The Chapman Report (1962)

(On Cable TV, February 2020) Expectations are a dangerous thing, especially when we’ve been conditioned by later movies to assume a certain style or tone given plot summaries. Considering the spate of 1960s sex comedies exploring the loosened mores of mainstream America, you would be more than forgiven for thinking that The Chapman Report, revolving as it does around academics researching the sexual habits of average Americans, would be a silly farce. Something light and perhaps naughty, if dozens of later movies are any guide. But light and naughty are exactly what it is not: This is an early-1960s movie that clearly shows signs of being stuck in the 1950s—from the opening few minutes, it’s clear that this will be an earnest drama about characters coping with sexual permissiveness and how it can ruin their lives. As our sex researchers become entangled with their volunteer subjects, the heavy relationship drama becomes increasingly suffocating. Even on those terms, it becomes long, turgid and so incredibly dull that I had to make a conscious effort to remember why I had recorded it—because it’s from director George Cukor, far better known for his Classic Hollywood lighthearted comedies. But 1960s Cukor wasn’t as nimble at 1930s Cukor—his growing misanthropy is reflected in the high-contrast colour cinematography, with entire character’s clothing disappearing in the deep blacks of the background. It’s essential to remind ourselves that The Chapman Report was daringly made for an audience still tittering uncomfortably over the Kinsey Report on human sexuality (obviously the inspiration for the film)—it’s almost inevitable that the film would become abnormally boring to today’s far more sophisticated audiences.
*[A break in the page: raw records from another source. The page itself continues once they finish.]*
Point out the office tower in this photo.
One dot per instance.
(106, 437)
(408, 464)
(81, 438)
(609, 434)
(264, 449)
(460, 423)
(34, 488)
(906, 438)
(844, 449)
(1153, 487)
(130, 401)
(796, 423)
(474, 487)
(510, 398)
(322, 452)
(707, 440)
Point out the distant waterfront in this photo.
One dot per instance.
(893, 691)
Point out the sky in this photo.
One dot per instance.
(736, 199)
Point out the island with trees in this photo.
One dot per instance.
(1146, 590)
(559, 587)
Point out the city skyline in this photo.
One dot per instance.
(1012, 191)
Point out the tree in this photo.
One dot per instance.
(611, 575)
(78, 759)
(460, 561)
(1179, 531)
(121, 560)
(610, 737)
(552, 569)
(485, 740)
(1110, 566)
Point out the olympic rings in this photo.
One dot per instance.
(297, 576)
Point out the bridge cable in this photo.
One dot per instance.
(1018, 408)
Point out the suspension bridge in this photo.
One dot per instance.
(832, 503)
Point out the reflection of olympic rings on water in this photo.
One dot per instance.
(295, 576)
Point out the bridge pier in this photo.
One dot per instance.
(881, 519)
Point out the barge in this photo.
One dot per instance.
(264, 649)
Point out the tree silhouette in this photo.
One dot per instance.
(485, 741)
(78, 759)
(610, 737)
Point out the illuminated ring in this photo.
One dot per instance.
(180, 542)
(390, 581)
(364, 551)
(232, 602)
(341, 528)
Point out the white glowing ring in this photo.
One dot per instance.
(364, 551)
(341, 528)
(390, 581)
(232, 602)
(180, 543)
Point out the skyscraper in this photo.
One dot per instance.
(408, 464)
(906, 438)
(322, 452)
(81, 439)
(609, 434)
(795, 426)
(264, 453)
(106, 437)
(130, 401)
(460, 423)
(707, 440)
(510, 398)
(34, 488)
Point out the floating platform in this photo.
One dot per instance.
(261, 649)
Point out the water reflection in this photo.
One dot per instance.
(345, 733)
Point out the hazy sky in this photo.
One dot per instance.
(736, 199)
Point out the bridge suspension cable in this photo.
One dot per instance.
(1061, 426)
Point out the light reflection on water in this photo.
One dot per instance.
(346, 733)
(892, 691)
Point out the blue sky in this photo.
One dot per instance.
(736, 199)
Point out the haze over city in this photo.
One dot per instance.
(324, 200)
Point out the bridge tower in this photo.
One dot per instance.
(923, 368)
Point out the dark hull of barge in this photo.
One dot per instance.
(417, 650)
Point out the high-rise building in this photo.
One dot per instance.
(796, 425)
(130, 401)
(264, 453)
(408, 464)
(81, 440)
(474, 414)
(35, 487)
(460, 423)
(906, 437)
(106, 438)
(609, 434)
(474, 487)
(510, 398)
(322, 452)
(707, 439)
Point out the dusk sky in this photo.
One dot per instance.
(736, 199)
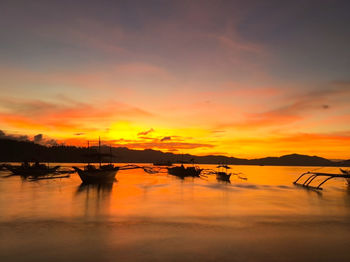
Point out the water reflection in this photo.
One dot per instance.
(94, 198)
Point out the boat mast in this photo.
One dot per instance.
(99, 149)
(88, 152)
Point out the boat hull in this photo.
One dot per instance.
(98, 176)
(185, 172)
(31, 171)
(223, 176)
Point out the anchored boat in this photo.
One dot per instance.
(182, 171)
(311, 176)
(92, 175)
(346, 172)
(32, 170)
(223, 175)
(97, 175)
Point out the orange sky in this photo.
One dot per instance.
(203, 78)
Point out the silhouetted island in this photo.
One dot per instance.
(18, 151)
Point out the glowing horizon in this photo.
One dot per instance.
(233, 79)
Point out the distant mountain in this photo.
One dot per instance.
(18, 151)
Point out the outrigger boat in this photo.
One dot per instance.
(102, 174)
(181, 171)
(223, 175)
(34, 170)
(163, 163)
(311, 176)
(92, 175)
(346, 172)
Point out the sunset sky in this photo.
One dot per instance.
(237, 78)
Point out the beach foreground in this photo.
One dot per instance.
(146, 217)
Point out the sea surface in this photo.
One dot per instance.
(259, 216)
It certainly doesn’t help that the film is far more analytical than emotional, putting an atmosphere of dishonesty over something that could have been animated by honest emotions. (There are far more restrained movies from the Hays Code that are more heartfelt than this one, and much of it has to do with real emotions being used rather than couching it in quasi-legal dramatic analysis.) Ah well—I didn’t expect all Cukor movies to be worth my time, but The Chapman Report is particularly disappointing.